0
votes

I have multiple RDDs, each consists of list of users. How can I get distinct union of each combination of these RDDs in a distributed way?

EDIT

Ok as I mentioned, it's not about getting the dictinct union of all RDDs and turning them into one RDD, it's about getting the distinct union of combinations of RDDs.

Let's say we've got three RDDs of same type, RDD1, RDD2 and RDD3, I want to get size of distinct union of each combination of them as follow:

sc.union(RDD1).distinct.count()
sc.union(RDD2).distinct.count()
sc.union(RDD3).distinct.count()
sc.union([RDD1,RDD2]).distinct().count()
sc.union([RDD1,RDD3]).distinct().count()
sc.union([RDD2,RDD3]).distinct().count()
sc.union([RDD1,RDD2,RDD3]).distinct().count()

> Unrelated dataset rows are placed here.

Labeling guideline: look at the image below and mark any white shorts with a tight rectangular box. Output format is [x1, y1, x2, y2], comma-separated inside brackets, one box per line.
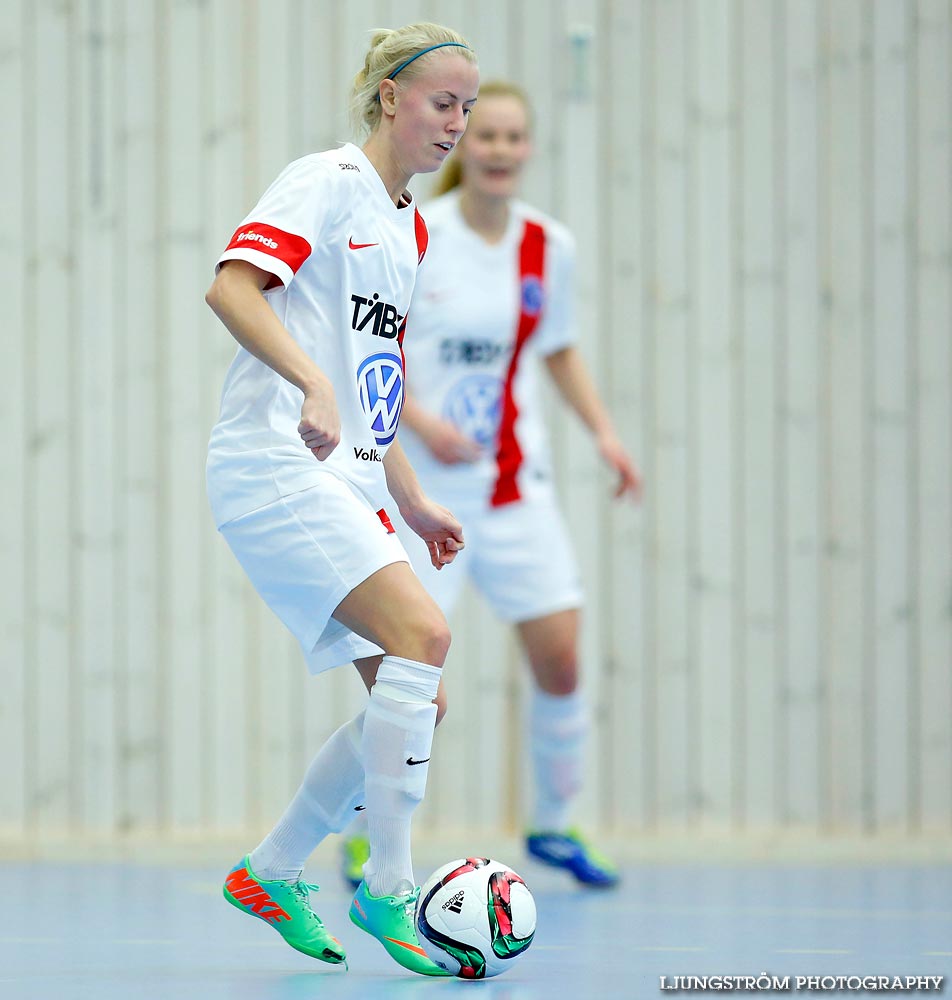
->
[396, 483, 582, 623]
[219, 473, 409, 674]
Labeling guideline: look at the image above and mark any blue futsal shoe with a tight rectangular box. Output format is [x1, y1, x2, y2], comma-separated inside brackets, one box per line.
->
[526, 830, 621, 889]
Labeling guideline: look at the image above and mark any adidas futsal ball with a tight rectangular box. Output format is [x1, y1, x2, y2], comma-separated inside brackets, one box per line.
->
[416, 858, 536, 979]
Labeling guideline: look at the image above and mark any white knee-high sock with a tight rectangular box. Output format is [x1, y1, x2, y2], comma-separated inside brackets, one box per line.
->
[249, 712, 366, 882]
[361, 656, 442, 896]
[529, 687, 588, 830]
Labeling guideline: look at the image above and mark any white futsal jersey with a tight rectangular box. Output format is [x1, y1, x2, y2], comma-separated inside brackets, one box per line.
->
[400, 191, 575, 506]
[213, 144, 427, 526]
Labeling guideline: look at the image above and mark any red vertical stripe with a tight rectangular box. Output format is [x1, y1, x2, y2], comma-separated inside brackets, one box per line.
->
[492, 222, 545, 507]
[413, 208, 430, 265]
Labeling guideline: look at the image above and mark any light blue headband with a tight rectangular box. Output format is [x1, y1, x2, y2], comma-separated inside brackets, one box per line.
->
[377, 42, 469, 101]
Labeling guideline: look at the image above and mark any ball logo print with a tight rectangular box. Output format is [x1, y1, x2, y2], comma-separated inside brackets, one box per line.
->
[443, 375, 502, 448]
[357, 354, 403, 444]
[416, 857, 536, 979]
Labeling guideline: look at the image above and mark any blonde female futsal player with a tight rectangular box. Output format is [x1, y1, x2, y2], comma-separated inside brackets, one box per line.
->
[345, 83, 639, 886]
[207, 24, 479, 975]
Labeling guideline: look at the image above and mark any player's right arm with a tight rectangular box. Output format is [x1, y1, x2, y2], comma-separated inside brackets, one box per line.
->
[205, 260, 340, 461]
[400, 393, 482, 465]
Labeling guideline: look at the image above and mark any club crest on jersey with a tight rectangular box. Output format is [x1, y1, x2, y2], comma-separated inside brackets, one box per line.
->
[443, 375, 502, 448]
[522, 274, 545, 316]
[357, 354, 403, 444]
[350, 292, 403, 340]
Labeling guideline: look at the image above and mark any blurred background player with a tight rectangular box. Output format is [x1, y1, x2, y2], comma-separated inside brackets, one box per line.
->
[207, 24, 479, 975]
[343, 81, 640, 886]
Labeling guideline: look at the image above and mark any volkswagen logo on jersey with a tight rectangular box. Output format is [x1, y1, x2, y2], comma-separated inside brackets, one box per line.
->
[522, 274, 545, 316]
[443, 375, 502, 448]
[357, 354, 403, 444]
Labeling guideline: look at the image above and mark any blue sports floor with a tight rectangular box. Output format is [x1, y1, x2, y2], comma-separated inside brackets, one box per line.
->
[0, 855, 952, 1000]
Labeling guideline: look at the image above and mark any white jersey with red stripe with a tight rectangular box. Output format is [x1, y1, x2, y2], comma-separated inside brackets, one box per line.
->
[207, 144, 426, 525]
[400, 191, 575, 506]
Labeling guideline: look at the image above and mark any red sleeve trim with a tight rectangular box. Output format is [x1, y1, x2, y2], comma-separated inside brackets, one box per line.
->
[225, 222, 311, 274]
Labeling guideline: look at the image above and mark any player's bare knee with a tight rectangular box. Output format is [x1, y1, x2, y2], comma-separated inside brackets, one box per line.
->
[412, 607, 451, 667]
[542, 655, 578, 695]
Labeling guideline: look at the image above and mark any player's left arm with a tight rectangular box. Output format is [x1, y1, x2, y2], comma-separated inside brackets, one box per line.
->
[383, 441, 463, 569]
[545, 345, 641, 499]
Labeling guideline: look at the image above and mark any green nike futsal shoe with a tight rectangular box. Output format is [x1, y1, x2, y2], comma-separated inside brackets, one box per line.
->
[350, 882, 450, 976]
[222, 857, 346, 965]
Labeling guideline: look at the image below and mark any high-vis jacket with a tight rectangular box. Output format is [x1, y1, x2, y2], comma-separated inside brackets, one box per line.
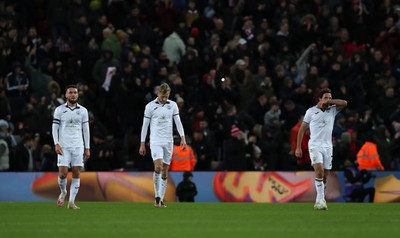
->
[357, 141, 385, 171]
[169, 145, 196, 171]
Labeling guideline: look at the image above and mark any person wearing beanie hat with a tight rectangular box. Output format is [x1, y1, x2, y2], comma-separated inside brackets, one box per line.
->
[176, 172, 197, 202]
[231, 124, 242, 137]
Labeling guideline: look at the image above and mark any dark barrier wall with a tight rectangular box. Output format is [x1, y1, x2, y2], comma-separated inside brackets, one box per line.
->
[0, 172, 400, 202]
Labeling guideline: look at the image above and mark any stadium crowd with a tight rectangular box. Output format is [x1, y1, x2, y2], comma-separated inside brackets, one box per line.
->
[0, 0, 400, 171]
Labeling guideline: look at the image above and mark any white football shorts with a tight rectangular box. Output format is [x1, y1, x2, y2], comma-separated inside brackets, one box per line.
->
[150, 142, 174, 165]
[57, 147, 84, 167]
[308, 147, 333, 169]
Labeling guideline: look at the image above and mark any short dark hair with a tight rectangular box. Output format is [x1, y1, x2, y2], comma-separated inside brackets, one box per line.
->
[318, 88, 332, 98]
[65, 84, 78, 92]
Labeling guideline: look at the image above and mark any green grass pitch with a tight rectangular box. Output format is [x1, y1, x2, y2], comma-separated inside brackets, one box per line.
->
[0, 202, 400, 238]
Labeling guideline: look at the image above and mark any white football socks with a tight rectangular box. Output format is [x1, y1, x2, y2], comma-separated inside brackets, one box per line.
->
[58, 177, 67, 193]
[315, 178, 325, 202]
[69, 178, 81, 204]
[160, 178, 168, 201]
[153, 171, 161, 197]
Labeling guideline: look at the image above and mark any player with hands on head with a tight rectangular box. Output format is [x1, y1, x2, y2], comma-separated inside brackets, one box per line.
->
[52, 85, 90, 209]
[295, 88, 347, 210]
[139, 83, 186, 207]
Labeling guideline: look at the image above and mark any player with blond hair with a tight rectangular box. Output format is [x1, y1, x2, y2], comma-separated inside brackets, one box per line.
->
[139, 83, 186, 207]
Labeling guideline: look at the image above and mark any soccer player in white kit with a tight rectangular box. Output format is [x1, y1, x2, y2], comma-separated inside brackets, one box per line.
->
[52, 85, 90, 209]
[139, 83, 186, 207]
[295, 88, 347, 210]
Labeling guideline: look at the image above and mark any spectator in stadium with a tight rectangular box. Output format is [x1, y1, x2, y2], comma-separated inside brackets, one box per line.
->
[12, 134, 35, 172]
[176, 172, 197, 202]
[169, 135, 196, 171]
[344, 160, 375, 202]
[52, 85, 90, 210]
[295, 88, 347, 210]
[139, 83, 186, 207]
[0, 119, 10, 172]
[6, 62, 29, 121]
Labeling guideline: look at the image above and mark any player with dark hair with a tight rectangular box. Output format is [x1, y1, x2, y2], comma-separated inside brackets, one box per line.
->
[295, 88, 347, 210]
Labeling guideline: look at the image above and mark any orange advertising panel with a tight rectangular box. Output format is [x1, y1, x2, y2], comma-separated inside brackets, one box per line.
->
[213, 172, 340, 202]
[374, 174, 400, 202]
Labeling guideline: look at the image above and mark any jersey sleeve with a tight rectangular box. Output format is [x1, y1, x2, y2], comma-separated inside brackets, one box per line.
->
[173, 103, 185, 137]
[82, 110, 90, 149]
[140, 105, 151, 142]
[52, 107, 61, 144]
[303, 110, 311, 124]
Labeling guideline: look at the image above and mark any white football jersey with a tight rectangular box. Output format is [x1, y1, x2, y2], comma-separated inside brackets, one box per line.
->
[53, 103, 90, 148]
[144, 98, 179, 143]
[303, 105, 341, 148]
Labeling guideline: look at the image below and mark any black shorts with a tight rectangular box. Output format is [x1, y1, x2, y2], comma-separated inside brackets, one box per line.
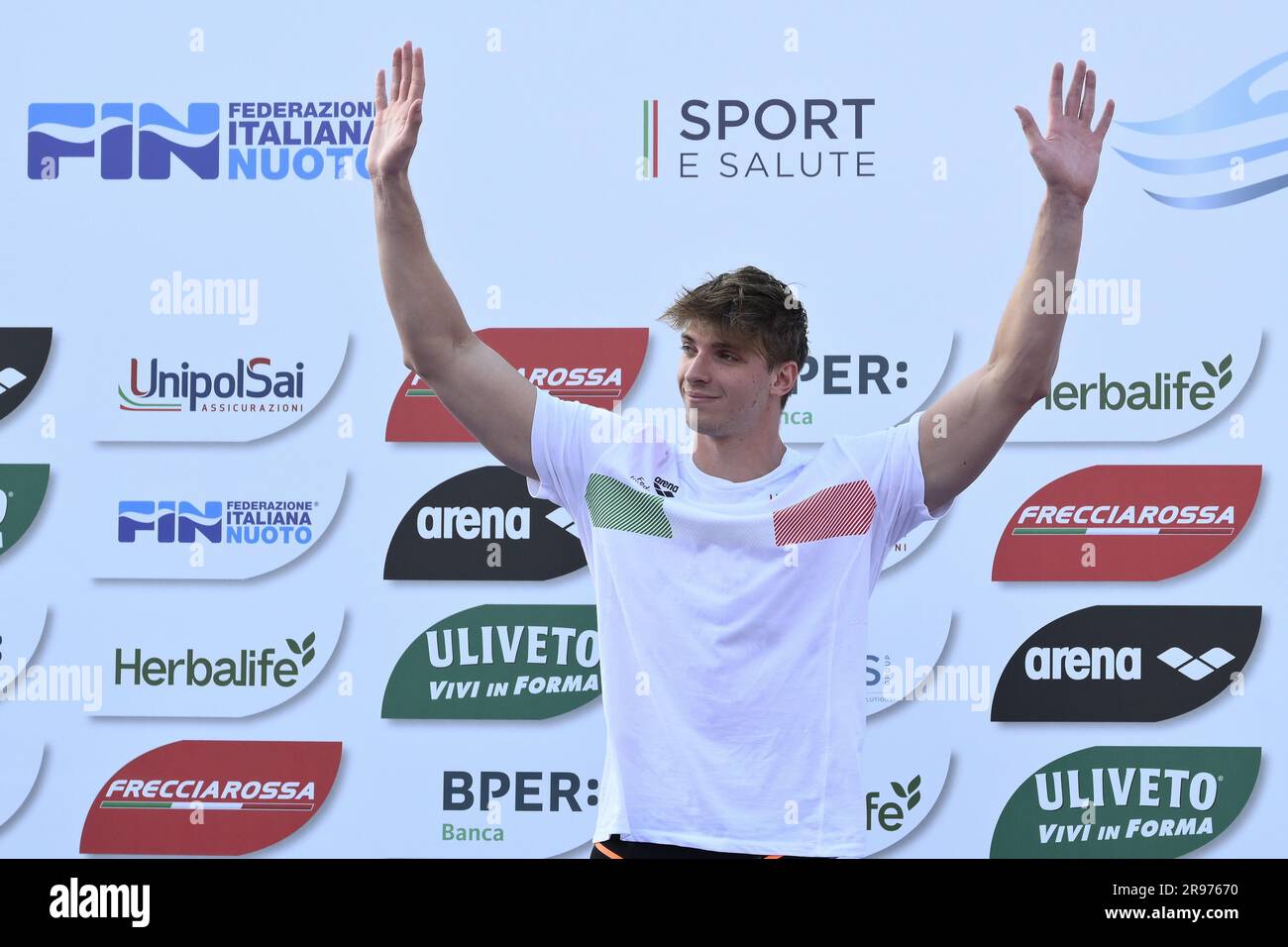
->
[590, 835, 834, 862]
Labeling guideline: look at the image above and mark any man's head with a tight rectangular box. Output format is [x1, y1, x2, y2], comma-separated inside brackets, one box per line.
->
[661, 266, 808, 436]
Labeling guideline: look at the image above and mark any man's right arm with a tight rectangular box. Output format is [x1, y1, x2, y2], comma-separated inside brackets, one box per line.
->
[368, 43, 537, 479]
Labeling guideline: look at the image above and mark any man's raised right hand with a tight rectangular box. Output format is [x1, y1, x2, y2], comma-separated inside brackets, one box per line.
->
[368, 40, 425, 179]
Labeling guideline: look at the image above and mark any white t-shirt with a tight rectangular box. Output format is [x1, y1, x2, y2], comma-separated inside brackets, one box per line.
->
[528, 389, 952, 858]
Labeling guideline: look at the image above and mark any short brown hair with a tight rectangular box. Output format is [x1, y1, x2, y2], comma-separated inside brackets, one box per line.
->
[660, 266, 808, 410]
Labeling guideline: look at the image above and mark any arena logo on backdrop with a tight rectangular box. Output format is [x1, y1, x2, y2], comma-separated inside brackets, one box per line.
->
[385, 327, 648, 442]
[992, 605, 1261, 723]
[80, 740, 342, 856]
[440, 766, 599, 858]
[1010, 330, 1262, 442]
[993, 464, 1261, 582]
[94, 463, 344, 579]
[989, 746, 1261, 858]
[1115, 53, 1288, 210]
[0, 464, 49, 556]
[635, 98, 877, 180]
[380, 604, 600, 720]
[0, 329, 54, 419]
[93, 600, 343, 716]
[385, 466, 587, 582]
[27, 102, 375, 180]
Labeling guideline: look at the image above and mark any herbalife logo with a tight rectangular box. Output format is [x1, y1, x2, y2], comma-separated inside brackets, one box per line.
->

since there's no RDD of RDDS in spark, I can't make an RDD of all combinations and map each combination of RDDs to get the result.

also as the number of RDDs increase, the number of combinations increase with 2^n. How can I achieve this goal?

Best Regards.

1
Do you want to union all the RDDs and get one RDD with distinct users?Notrius
sorry for the late response, please read the EDIT part. it's about combination of these RDDs.sleepy whiskey

1 Answers

0
votes

This is pretty simple if the RDDs are of the same type; just do:

rdd = sc.union([rdd1, rdd2, rdd3]).distinct()